The $12.2 million increase in the usage of cash for financing activities was due
to increases related to distributions to unitholders and our General Partner of
$10.6 million and to non-controlling interest of $1.6 million.

Capital Expenditures



Our operations can be capital intensive, requiring investment to expand, upgrade
or enhance existing operations and to meet environmental and operational
regulations.

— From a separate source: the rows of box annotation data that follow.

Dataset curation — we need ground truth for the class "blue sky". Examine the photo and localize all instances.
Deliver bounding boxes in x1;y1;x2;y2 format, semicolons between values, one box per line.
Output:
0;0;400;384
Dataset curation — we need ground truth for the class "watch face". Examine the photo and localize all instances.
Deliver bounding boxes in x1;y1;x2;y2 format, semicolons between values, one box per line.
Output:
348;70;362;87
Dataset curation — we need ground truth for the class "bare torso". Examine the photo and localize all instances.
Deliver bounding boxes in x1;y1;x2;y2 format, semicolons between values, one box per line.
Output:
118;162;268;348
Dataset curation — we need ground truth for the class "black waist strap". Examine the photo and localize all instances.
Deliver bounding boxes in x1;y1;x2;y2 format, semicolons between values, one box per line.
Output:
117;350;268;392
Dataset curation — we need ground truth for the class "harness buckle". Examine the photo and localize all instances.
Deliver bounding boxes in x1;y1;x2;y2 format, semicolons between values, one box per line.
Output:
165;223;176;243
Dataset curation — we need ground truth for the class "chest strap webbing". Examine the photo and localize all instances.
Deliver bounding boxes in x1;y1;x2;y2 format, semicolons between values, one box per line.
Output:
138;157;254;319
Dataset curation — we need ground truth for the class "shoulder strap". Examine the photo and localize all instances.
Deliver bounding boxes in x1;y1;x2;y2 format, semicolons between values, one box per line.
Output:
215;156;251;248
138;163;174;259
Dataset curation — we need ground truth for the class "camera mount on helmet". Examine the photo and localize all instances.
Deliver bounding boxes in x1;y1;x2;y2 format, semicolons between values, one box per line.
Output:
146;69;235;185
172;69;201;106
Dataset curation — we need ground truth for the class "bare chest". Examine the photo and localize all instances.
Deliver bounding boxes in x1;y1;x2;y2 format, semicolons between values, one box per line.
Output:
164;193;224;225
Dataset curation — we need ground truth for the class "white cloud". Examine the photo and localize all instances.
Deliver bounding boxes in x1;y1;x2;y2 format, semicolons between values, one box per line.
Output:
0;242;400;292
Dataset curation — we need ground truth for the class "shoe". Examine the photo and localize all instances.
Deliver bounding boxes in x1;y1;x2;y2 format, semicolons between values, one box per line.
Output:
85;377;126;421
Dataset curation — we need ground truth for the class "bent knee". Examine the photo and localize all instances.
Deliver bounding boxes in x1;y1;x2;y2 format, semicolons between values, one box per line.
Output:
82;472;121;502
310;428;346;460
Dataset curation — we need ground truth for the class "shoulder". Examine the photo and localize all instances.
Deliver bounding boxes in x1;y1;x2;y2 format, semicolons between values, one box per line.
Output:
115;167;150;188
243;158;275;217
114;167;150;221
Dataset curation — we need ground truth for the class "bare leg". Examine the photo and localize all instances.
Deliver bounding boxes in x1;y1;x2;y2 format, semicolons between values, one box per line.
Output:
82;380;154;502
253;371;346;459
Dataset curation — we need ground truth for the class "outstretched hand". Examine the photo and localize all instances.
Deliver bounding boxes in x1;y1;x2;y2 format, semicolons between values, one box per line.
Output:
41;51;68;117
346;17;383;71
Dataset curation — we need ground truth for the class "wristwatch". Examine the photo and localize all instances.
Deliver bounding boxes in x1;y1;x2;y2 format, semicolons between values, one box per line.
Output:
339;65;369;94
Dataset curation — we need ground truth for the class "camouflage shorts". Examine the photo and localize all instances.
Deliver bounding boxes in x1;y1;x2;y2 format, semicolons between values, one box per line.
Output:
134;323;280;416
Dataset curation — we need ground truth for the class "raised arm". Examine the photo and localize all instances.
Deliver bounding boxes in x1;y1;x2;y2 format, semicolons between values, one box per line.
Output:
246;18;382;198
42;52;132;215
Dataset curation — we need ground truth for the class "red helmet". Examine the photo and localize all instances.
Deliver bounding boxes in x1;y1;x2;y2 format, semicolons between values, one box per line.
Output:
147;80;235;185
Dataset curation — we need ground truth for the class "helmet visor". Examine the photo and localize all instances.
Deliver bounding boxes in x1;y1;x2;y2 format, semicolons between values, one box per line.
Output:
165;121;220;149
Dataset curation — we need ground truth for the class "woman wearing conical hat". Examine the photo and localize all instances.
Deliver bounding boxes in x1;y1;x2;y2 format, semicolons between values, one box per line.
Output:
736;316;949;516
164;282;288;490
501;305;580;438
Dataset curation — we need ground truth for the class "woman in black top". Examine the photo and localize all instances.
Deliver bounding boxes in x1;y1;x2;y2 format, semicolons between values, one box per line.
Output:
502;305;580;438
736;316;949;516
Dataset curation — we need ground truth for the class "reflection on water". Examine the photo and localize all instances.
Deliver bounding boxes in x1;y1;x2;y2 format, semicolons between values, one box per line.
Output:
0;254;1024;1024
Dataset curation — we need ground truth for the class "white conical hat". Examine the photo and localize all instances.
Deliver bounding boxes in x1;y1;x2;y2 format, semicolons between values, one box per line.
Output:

Capital requirements consist of maintenance capital expenditures
and expansion capital expenditures, both as defined in our Partnership
agreement. We are required to distinguish between maintenance capital
expenditures and expansion capital expenditures in accordance with our
Partnership agreement.

A summary of capital expenditures associated with ongoing projects related to
the Wholly Owned Assets, for the six months ended June 30, 2020 and 2019, is
shown in the table below:
                                                                    Six Months Ended June 30,
                                                                   2020                     2019
                                                                    (in millions of dollars)
Cash spent on expansion capital expenditures               $           0.1            $           -
Cash spent on maintenance capital expenditures                         1.2                      0.3
Increase in accrued capital expenditures                               0.3                        -
Total capital expenditures incurred                        $           1.6            $         0.3



Contractual Obligations

There were no material changes to contractual obligations as disclosed in the Partnership's 2019 10-K.

Off-Balance Sheet Arrangements

The Partnership has not entered into any transactions, agreements or other contractual arrangements that would result in off-balance sheet liabilities.

Critical Accounting Policies and Estimates

There have been no material changes to critical accounting policies as disclosed in the Partnership's 2019 10-K.